Relativamente joven y multimillonario de la noche a la mañana (24 años después), don Benito Popoca alcanzó a convivir con su familia muchos años; enterró a su mujer y sobre sus rodillas sentó a más de un tataranieto. A su fama de humilde, esforzado y justo agregó la generosidad con que trató a sus amigos y colmó de bienes a la comunidad.
Casi al final de su vida, su vocación de arriero lo llevó a comprar una recua de camionetas de redilas con permiso para dar servicio de carga en la ciudad y sus alrededores –incluyendo Cerrito Rico, siempre y cuando –advertía– no estemos en vísperas del día de San Juan.

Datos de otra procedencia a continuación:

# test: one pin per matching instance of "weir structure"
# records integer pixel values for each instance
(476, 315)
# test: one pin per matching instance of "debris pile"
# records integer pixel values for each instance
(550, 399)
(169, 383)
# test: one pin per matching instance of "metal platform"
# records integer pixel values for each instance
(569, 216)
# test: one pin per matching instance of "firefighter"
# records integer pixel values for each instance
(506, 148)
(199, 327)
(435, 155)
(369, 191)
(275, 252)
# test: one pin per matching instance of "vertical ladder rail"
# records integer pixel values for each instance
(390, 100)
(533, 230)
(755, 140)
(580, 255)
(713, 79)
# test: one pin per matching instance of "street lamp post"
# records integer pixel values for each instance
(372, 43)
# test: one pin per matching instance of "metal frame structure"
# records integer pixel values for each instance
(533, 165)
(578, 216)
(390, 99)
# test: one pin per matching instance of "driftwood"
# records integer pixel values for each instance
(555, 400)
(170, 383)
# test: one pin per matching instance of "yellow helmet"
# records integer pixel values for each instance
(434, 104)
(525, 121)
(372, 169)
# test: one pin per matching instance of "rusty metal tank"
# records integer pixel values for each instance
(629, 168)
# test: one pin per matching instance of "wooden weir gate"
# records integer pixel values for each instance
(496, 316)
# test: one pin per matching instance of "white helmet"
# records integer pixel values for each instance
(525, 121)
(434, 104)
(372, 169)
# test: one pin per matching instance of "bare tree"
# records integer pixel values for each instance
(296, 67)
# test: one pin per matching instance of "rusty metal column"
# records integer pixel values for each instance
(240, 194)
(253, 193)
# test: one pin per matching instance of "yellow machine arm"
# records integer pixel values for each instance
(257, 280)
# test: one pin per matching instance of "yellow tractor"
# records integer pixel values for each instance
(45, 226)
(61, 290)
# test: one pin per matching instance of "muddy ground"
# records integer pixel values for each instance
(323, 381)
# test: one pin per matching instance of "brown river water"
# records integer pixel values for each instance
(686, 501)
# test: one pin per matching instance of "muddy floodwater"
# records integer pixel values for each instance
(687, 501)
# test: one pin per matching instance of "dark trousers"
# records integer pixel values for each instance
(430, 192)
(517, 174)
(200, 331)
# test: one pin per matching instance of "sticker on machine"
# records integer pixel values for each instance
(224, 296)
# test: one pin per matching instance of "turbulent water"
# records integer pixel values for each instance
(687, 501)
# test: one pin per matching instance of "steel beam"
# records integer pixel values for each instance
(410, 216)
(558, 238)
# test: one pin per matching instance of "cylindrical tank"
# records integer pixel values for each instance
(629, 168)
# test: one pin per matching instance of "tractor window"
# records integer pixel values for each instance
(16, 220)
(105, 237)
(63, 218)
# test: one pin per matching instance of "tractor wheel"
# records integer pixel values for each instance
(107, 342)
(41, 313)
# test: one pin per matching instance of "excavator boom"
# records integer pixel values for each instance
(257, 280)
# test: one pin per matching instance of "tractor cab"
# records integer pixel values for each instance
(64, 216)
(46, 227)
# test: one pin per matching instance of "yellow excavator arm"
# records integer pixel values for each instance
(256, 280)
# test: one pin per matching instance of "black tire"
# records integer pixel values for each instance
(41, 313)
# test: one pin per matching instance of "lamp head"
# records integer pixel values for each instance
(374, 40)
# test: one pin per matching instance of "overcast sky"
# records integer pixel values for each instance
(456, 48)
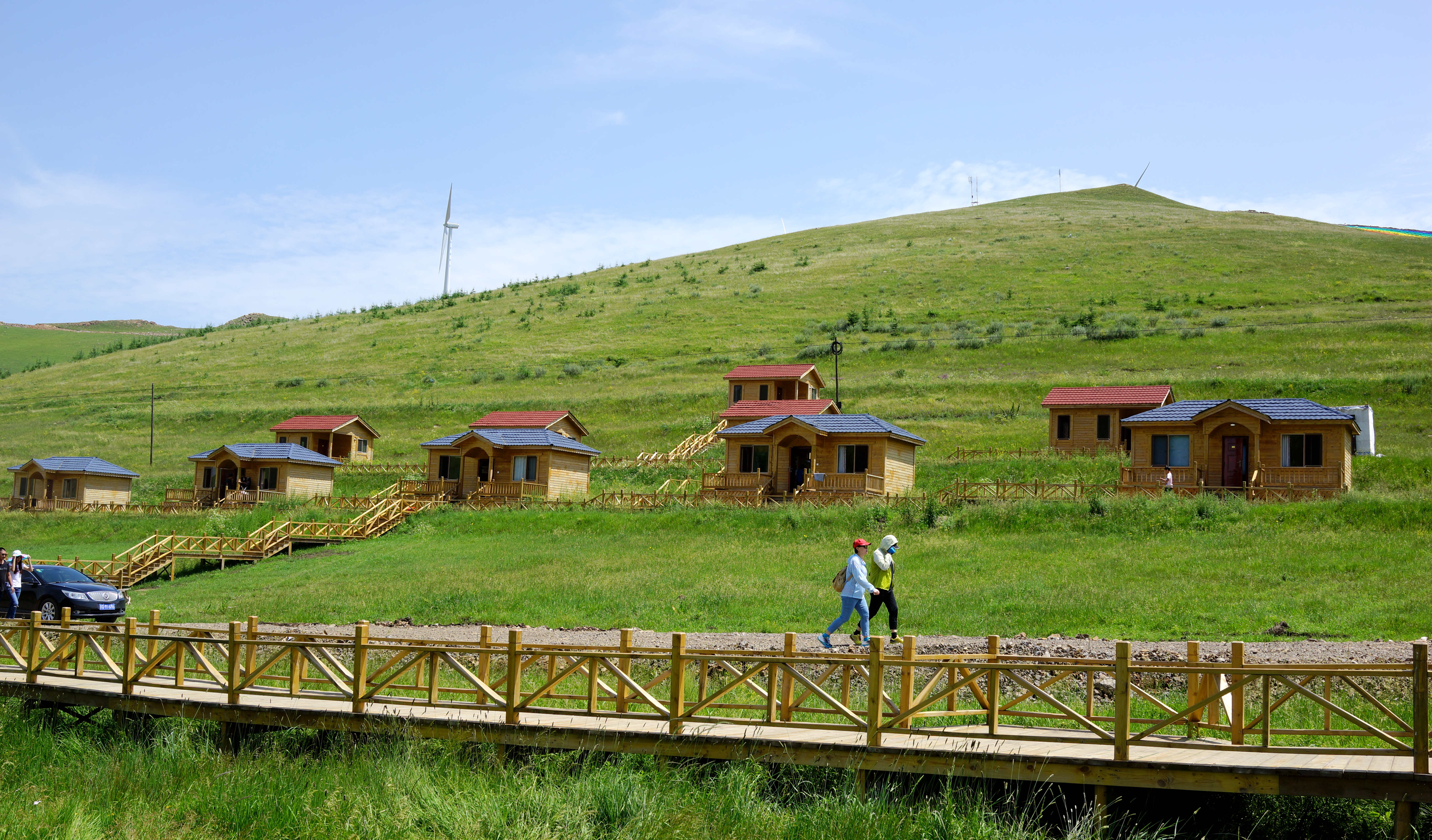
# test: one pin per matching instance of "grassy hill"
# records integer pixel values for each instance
(25, 348)
(954, 323)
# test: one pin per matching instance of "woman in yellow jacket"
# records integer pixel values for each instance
(880, 569)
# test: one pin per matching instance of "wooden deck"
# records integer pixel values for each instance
(996, 716)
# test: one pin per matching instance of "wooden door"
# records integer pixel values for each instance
(800, 466)
(1235, 460)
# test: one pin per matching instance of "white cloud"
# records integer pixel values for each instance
(75, 248)
(943, 188)
(698, 39)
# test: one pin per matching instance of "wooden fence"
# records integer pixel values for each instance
(1108, 706)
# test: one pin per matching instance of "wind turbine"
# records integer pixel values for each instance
(446, 252)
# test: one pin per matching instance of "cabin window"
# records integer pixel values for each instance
(856, 458)
(450, 467)
(1302, 450)
(1169, 451)
(525, 468)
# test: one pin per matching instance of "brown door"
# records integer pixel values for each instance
(1235, 461)
(800, 466)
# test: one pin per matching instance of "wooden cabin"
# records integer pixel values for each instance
(760, 383)
(342, 436)
(563, 423)
(257, 473)
(1092, 419)
(509, 463)
(856, 454)
(1242, 443)
(750, 410)
(61, 483)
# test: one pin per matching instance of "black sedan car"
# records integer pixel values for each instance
(49, 589)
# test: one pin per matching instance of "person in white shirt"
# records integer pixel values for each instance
(853, 597)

Chilpancingo, pueblo grandote ubicado al borde de la carretera, como dicen los turistas que van en busca del sol de Acapulco. Mientras sus naves surcan la autopista en la noche cerrada, automovilistas y camioneros han visto dos o tres lucecillas en un cerro que parece pirámide prehispánica, arriba, a su derecha. Cuentan que las mentadas lucecillas (como de antorchas, como de ocote) empezaron a coruscar en lo alto del cerro poco antes de la medianoche. En la oscuridad y a la velocidad que iban, si algo vieron, fue de reojo. No hubo uno que no hundiera el acelerador.
De pronto, la noche de San Juan, cualquiera que pasa por ahí puede traspasar una puerta por la que no se entra a cualquier casa, amanecer más joven y ricachón que anoche, con el riesgo de que el reloj de la historia o la fortuna se descomponga y en vez de granos de oro encuentre cáscaras de maíz petrificado y polvo, y de que antes de quedarse en la edad que tenía, resulte veinticuatro años más viejo que los demás…
Tal es el riesgo de caer en los encantamientos de Cerrito Rico.
Si le tocara medianoche del 23 y vislumbrar las trémulas y legendarias lucecillas del cerrito que parece pirámide, usted, lector…, ¿aceleraría?